With some advance planning, travelers should be able to secure deals that are as good or better than the ones they found last year, but MacDonell cautions against being too stingy. "When it's vacation, we don't want to save too much money and run into a bad situation or risk," he warns. Here are more tips to help you balance the pursuit of a relaxing vacation against the limits of your bank account:
Take the car. While gas prices have been inching up this spring and will probably continue to do so this summer, experts don't expect prices to approach the record highs of 2008. That means you can save money by taking the car instead of flying to your destination, as long as it's no more than an eight-hour drive or so. MacDonell suggests crunching numbers to see if flying or driving is the cheaper choice.

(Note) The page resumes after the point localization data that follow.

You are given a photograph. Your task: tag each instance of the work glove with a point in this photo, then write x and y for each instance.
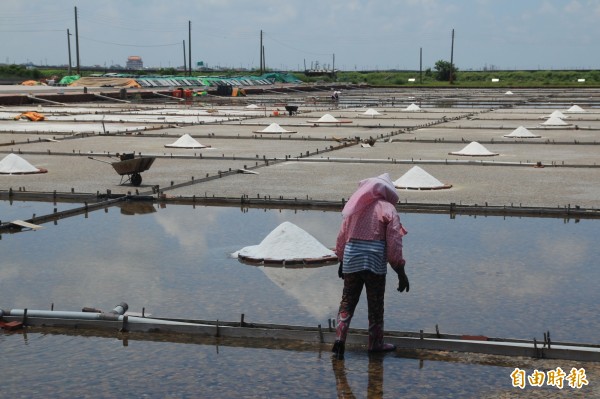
(340, 273)
(403, 283)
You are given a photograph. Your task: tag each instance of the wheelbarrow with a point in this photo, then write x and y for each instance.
(130, 168)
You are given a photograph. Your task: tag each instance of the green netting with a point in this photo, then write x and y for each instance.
(281, 77)
(67, 80)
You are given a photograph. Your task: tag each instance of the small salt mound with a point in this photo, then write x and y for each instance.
(371, 112)
(287, 242)
(576, 108)
(14, 164)
(475, 149)
(274, 128)
(521, 132)
(554, 121)
(186, 141)
(557, 114)
(327, 118)
(417, 179)
(412, 107)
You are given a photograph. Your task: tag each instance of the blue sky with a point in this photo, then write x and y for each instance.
(363, 34)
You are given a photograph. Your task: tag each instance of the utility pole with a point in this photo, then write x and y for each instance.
(452, 59)
(190, 47)
(184, 61)
(421, 65)
(69, 46)
(260, 69)
(77, 43)
(333, 69)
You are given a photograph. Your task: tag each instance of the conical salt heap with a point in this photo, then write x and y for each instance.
(521, 132)
(474, 149)
(554, 121)
(13, 164)
(274, 128)
(371, 112)
(557, 114)
(287, 244)
(412, 107)
(417, 179)
(185, 141)
(575, 109)
(327, 118)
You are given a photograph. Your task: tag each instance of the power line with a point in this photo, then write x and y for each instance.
(130, 45)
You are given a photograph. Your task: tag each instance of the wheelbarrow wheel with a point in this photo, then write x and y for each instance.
(136, 179)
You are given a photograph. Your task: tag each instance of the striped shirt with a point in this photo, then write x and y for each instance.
(360, 255)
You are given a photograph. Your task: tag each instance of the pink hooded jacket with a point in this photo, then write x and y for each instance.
(370, 214)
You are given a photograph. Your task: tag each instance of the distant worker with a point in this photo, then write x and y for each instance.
(370, 237)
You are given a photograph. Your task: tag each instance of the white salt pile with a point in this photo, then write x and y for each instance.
(554, 121)
(274, 128)
(575, 109)
(522, 132)
(327, 118)
(186, 141)
(557, 114)
(474, 149)
(412, 107)
(371, 112)
(14, 164)
(286, 242)
(417, 179)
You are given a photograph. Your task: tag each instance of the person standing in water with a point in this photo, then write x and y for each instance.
(370, 237)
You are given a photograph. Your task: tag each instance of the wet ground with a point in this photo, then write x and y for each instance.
(500, 277)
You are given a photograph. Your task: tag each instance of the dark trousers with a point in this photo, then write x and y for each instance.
(353, 285)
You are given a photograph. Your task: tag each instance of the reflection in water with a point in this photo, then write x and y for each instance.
(375, 378)
(500, 277)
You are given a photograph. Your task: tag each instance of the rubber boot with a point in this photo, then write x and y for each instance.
(341, 332)
(376, 339)
(338, 349)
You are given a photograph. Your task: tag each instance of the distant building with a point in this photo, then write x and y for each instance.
(134, 62)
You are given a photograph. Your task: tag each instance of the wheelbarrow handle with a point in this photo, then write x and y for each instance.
(99, 160)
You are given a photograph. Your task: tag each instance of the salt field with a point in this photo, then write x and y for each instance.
(501, 275)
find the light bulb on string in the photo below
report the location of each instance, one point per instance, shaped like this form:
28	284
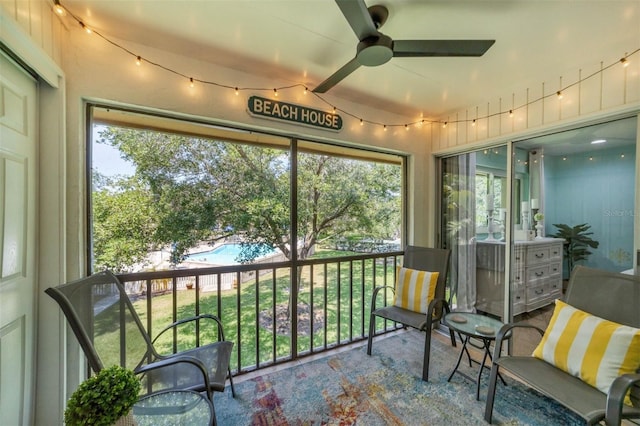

According to AAA Leisure Travel Index, airfares have increased an average of 9 percent over last year, with some routes—Atlanta to Chicago, for example—up a whopping 60 percent or more. If you are going to drive, gas comparison websites such asGasBuddy.com or GasPriceWatch.com can help you find the best prices in the area.
Take the train. The train is another viable option, especially for those in the Northeast, adds MacDonell, whose wife took his daughter's Girl Scouts troop from Orlando to Savannah for just $69 roundtrip per person. Amtrak sells special one-way fares Tuesday through Friday; check Amtrak's website under "weekly specials." Current discounts include deals on travel in Connecticut and Missouri.
[See U.S. News's 8 Best Cheap Summer Vacations.]
Travel on the weekends. It might sound counterintuitive to travel on the weekends alongside other leisure travelers, but if you're heading to a destination that's popular among business travelers, it can actually be the best way to get a good deal, says MacDonell. That's because companies have dramatically cut back on business travel, so these hotels are eager to make up for the losses by attracting families on the weekends. It's always a good idea to ask for a discount or coupon to the hotel's restaurant when making a reservation.
Go South, not East. While the dollar has been strengthening against the Euro—which means Europe is a good bargain right now—airfares are making it prohibitively expensive to get there, in some cases. McGinnis adds that airlines have cut back on seats reserved for frequent flyer mile holders, which means consumers might have to pony up the full price.